Proxy with structured memory — now demonstrated. v1 showed the proxy participating at gates and producing revision notes. v2 shows the structured ACT-R memory underneath: 17 chunks accumulated across prior sessions, 38 new chunks written during this run, the proxy reading proxy.md directly during escalation diligence. The Human Proxy system's declarative memory layer is operating in production.

Both escalation modes — now demonstrated. v1's escalations were predominantly approve-on-behalf, with the proxy acting under modest confidence. v2 shows the full spread: one autonomous response (proxy answered from memory + worktree diligence, zero human turns) and five collaborative responses (1–3 human turns each). Both modes from §7 demonstrated within one session under one policy (when_unsure).

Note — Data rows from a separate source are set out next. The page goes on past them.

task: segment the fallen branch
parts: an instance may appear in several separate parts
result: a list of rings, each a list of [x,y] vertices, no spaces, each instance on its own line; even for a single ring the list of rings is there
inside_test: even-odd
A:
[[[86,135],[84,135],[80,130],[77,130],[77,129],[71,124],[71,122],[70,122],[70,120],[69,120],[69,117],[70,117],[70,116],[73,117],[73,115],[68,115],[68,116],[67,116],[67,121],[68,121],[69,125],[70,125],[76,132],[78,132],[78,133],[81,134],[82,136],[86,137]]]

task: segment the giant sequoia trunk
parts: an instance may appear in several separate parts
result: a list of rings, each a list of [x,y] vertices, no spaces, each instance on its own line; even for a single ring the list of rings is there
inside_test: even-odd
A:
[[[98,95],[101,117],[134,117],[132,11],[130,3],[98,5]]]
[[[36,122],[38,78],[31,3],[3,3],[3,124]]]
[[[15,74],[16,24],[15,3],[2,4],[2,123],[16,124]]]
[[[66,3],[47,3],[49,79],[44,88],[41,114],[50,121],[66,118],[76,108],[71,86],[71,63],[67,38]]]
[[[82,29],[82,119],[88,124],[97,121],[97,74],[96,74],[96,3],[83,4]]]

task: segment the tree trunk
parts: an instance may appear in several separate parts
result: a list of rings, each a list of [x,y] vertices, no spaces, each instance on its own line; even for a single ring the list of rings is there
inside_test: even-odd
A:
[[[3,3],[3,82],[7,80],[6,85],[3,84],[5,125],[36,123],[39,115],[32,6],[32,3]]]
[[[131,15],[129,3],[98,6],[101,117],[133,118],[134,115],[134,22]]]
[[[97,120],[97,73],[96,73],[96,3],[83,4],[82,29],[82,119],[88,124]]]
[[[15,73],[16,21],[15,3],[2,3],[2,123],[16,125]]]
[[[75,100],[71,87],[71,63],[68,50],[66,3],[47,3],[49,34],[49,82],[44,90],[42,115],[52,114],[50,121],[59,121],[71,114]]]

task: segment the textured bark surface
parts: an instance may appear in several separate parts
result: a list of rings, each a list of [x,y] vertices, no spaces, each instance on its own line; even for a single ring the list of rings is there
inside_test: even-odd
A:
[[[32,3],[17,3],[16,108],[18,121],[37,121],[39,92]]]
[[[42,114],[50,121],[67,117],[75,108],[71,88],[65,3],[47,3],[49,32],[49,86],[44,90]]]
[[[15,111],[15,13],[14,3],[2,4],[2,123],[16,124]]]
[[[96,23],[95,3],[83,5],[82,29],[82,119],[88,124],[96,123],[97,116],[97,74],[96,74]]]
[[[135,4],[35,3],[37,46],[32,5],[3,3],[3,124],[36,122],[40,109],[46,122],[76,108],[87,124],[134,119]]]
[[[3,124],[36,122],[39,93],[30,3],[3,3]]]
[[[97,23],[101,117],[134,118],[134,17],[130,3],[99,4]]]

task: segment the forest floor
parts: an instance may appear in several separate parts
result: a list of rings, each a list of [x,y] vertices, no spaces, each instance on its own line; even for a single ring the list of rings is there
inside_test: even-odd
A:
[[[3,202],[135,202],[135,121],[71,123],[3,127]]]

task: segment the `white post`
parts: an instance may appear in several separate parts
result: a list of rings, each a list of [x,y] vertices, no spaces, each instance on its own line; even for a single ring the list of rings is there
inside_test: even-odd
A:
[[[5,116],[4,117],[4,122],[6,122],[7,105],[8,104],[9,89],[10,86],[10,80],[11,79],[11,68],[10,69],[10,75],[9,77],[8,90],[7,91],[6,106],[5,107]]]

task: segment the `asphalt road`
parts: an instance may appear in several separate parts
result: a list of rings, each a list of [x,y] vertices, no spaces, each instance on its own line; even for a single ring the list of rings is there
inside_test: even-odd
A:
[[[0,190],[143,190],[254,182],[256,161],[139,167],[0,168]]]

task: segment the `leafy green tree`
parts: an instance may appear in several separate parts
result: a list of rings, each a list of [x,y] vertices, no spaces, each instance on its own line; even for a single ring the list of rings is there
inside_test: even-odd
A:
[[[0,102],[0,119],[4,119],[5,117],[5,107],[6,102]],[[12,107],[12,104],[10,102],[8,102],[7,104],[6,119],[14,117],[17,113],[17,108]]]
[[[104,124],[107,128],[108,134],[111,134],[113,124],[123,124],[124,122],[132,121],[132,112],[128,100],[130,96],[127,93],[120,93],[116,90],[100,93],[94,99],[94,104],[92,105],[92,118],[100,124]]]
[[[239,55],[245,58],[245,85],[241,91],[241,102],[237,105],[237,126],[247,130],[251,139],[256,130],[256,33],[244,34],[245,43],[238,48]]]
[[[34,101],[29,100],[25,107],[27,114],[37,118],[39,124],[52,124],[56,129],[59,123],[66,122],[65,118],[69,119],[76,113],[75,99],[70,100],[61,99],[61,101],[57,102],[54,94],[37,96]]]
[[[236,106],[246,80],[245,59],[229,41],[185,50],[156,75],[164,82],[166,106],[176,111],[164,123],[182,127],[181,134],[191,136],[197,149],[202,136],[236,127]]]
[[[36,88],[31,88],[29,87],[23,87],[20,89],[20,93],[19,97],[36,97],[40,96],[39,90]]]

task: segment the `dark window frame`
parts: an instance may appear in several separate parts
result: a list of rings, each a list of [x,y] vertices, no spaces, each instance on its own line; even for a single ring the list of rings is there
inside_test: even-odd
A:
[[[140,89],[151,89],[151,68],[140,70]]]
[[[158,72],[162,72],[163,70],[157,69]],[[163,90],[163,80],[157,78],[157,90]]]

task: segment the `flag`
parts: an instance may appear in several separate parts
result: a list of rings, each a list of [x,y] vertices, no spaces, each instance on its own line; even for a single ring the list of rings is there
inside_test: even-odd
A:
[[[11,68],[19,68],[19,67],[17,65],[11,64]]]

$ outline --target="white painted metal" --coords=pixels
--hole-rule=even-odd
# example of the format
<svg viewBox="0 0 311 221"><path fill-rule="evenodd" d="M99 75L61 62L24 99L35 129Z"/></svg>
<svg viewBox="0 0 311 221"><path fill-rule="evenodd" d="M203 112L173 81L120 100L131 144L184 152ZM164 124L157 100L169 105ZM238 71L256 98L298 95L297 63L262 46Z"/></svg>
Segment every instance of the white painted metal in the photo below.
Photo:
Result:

Cross-run knowledge reuse — now demonstrated. v1 was a from-scratch run. v2 read May 1's prior humor-book attempt as a skill-candidates/*.md file during the planning phase. The May 2 PLAN.md is structurally adapted from May 1's. Knowledge persists across runs and is consulted when relevant — the planning skill's SELECT/APPLY path materialized in a real session.


What's next

Skill promotion. The May 2 planner consulted the May 1 humor-book attempt as a skill candidate during DRAFT — that consultation is logged on the bus and visible in the planning agent's stream. What's missing today is the mechanism to promote a candidate file into a registered skill. Once that mechanism lands (scheduled for the next milestone), future planners can hit the SELECT/APPLY path against a registered skill and write .active-skill.json formally — turning today's read-during-DRAFT into tomorrow's structured skill reuse with a contract artifact.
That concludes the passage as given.